Orforglipron is a non-peptide GLP-1 RA, which is currently under assessment for managing obesity and T2D. In comparison to native GLP-1, orforglipron exhibited a different mechanism of action.
Notably, this drug is designed for oral administration, indicating its potential to reduce acceptance barriers. In addition to weight loss, orforglipron treatment also improved cardiometabolic risk factors.
Danuglipron is another non-peptide, G-protein-biased GLP-1 RA designed to support oral administration. Currently, this compound is being assessed in the phase 2b trial for its effectiveness in obesity management.
Besides these drugs, other non-entero-pancreatic hormone-based pharmacotherapies, including bimagrumab and growth differentiation factor 15 (GDF-15), are being assessed for safety and efficacy.

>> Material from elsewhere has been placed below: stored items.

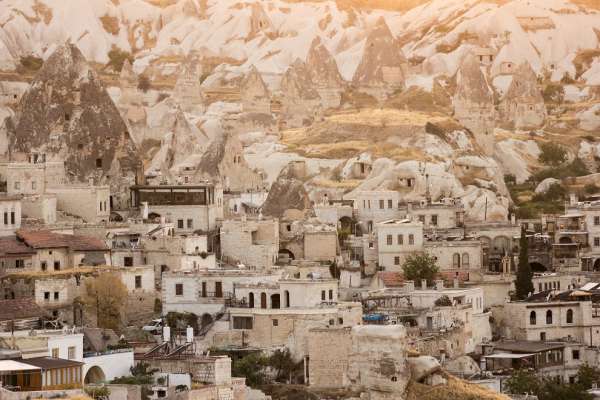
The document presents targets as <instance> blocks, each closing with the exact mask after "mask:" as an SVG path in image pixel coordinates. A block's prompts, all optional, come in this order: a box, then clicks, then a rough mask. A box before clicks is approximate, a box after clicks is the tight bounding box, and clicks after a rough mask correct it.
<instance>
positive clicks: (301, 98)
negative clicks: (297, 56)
mask: <svg viewBox="0 0 600 400" xmlns="http://www.w3.org/2000/svg"><path fill="white" fill-rule="evenodd" d="M280 90H281V93H282V96H281V116H282V118H283V119H284V121H285V124H286V127H287V128H295V127H301V126H304V125H309V124H310V123H311V122H312V121H313V120H314V119H315V116H316V114H317V112H318V111H319V108H320V106H321V97H320V96H319V93H318V92H317V90H315V87H314V83H313V82H312V80H311V76H310V73H309V71H308V68H307V67H306V64H304V63H303V62H302V61H300V60H299V59H297V60H296V61H294V63H292V65H291V66H290V67H289V68H288V69H287V71H286V72H285V74H283V78H282V79H281V85H280Z"/></svg>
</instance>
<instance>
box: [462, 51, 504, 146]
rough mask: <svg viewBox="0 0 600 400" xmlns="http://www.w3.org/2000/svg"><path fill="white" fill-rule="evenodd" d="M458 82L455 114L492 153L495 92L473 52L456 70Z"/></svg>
mask: <svg viewBox="0 0 600 400" xmlns="http://www.w3.org/2000/svg"><path fill="white" fill-rule="evenodd" d="M456 85H457V89H456V94H455V95H454V98H453V100H452V103H453V106H454V117H455V118H456V119H457V120H458V121H460V123H461V124H463V125H464V126H465V127H466V128H468V129H469V130H471V132H473V133H474V135H475V139H476V141H477V143H479V145H480V147H481V149H482V150H483V151H484V152H486V154H488V155H490V153H491V152H493V149H494V126H495V109H494V92H493V90H492V88H491V87H490V85H489V83H488V80H487V78H486V76H485V74H484V73H483V71H482V67H481V65H480V64H479V61H478V60H477V59H476V58H475V57H474V56H472V55H470V56H468V57H467V58H466V59H465V60H464V61H463V63H462V65H461V66H460V69H459V70H458V72H457V74H456Z"/></svg>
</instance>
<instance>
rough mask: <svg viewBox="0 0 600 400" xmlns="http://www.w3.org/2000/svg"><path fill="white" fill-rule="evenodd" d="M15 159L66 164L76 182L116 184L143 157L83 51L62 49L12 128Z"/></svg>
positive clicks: (73, 48)
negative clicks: (138, 151)
mask: <svg viewBox="0 0 600 400" xmlns="http://www.w3.org/2000/svg"><path fill="white" fill-rule="evenodd" d="M9 138H10V139H9V140H10V147H11V159H13V160H20V159H23V158H24V157H26V156H27V154H28V153H30V152H32V151H37V152H42V153H45V154H46V156H47V159H49V160H53V159H54V160H64V161H65V169H66V171H67V175H68V176H70V177H72V179H73V181H81V182H83V181H87V180H88V179H89V178H94V179H95V180H96V183H113V182H114V181H115V179H118V178H119V177H121V175H122V174H123V175H125V174H128V173H129V172H131V173H132V174H135V171H136V169H137V168H138V166H139V158H138V156H137V152H136V149H135V146H134V144H133V141H132V140H131V138H130V135H129V132H128V130H127V126H126V124H125V122H124V121H123V119H122V118H121V116H120V114H119V111H118V110H117V107H116V106H115V104H114V103H113V102H112V100H111V98H110V97H109V95H108V93H107V92H106V90H105V88H104V86H103V85H102V82H101V81H100V79H99V78H98V77H97V75H96V73H95V72H94V70H93V69H92V68H91V67H90V66H89V65H88V63H87V61H86V60H85V58H84V57H83V55H82V54H81V51H79V49H78V48H77V47H76V46H75V45H73V44H71V43H66V44H63V45H62V46H60V47H58V48H57V49H56V51H55V52H54V53H53V54H52V55H51V56H50V57H49V58H48V59H47V60H46V62H45V63H44V65H43V66H42V68H41V69H40V70H39V71H38V73H37V75H36V76H35V78H34V79H33V81H32V82H31V86H30V87H29V89H28V90H27V91H26V92H25V93H24V95H23V97H22V98H21V101H20V103H19V106H18V110H17V113H16V115H15V117H14V120H13V123H12V125H11V126H10V129H9Z"/></svg>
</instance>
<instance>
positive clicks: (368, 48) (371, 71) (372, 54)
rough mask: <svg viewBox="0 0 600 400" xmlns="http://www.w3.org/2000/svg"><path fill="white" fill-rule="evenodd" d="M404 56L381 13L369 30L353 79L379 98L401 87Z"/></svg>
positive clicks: (383, 99)
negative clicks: (371, 27) (371, 26)
mask: <svg viewBox="0 0 600 400" xmlns="http://www.w3.org/2000/svg"><path fill="white" fill-rule="evenodd" d="M403 65H406V58H405V57H404V54H403V53H402V49H401V48H400V44H399V43H398V41H397V40H396V39H395V38H394V36H393V35H392V32H391V31H390V28H389V27H388V25H387V23H386V22H385V19H383V17H381V18H380V19H379V20H378V21H377V25H375V27H374V28H373V29H372V30H371V32H370V33H369V36H368V37H367V41H366V43H365V48H364V52H363V56H362V59H361V61H360V64H359V65H358V68H357V69H356V71H355V72H354V77H353V78H352V83H353V84H354V85H355V86H357V87H358V89H359V90H360V91H363V92H365V93H367V94H369V95H371V96H373V97H375V98H376V99H378V100H380V101H381V100H384V99H385V98H386V97H387V95H389V94H391V93H392V92H394V91H396V90H398V89H401V88H403V87H404V79H405V77H404V72H403V71H402V66H403Z"/></svg>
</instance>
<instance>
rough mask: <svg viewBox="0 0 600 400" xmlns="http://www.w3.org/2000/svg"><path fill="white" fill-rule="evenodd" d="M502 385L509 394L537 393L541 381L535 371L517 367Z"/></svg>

Overall, the combinations of GLP-1/glucagon RA promote a greater reduction of liver fat in people with MASLD.
This result could be due to a superior effect of glucagon on hepatic lipid oxidation. GLP-1 RA alone can lower epicardial fat, while 2.4 mg of semaglutide substantially reduces heart failure with preserved ejection fraction (HFpEF).
Current challenges and future outlooks
Even though the available pharmacotherapies for obesity are effective, they are not at par with the weight loss achieved through bariatric surgery.
In addition, heterogeneity in GLP-1 RA treatment responses was recorded. For instance, this treatment resulted in less weight loss in people with T2D than those without diabetes.
Since GLP-1 RA is an injectable treatment, many people with needle phobia avoid it. At present, oral GLP-1 RA is under development to improve the acceptance rate and inconveniences of the existing drug for obesity management.
The safety and efficacy of this drug in the diabetic and obese population are being assessed, along with their impact on cardiovascular conditions.
In the future, the cardioprotective effects of semaglutide, alone or in combination with other entero-pancreatic hormones, designed for obesity and T2D management must be assessed.
The cardiovascular safety of tirzepatide, in comparison to dulaglutide, is being evaluated in the SURPASS-CVOT trial. The SURMOUNT–MMO is being conducted to determine the impact of GLP-1/GIP RA on obesity management and cardiovascular safety.
The long-term complications of novel pharmacotherapeutic strategies for obesity management, including the risk of osteoporosis, fractures, and macro- and micronutrient deficiencies, must be assessed to understand their safety profile better.
In the next few years, many older molecules developed for obesity management will lose patents.
This will result in the development of many new formulations, which might positively impact medicine prices. More research is required to assess the cost-effectiveness and efficacy of novel compounds for long-term weight loss maintenance.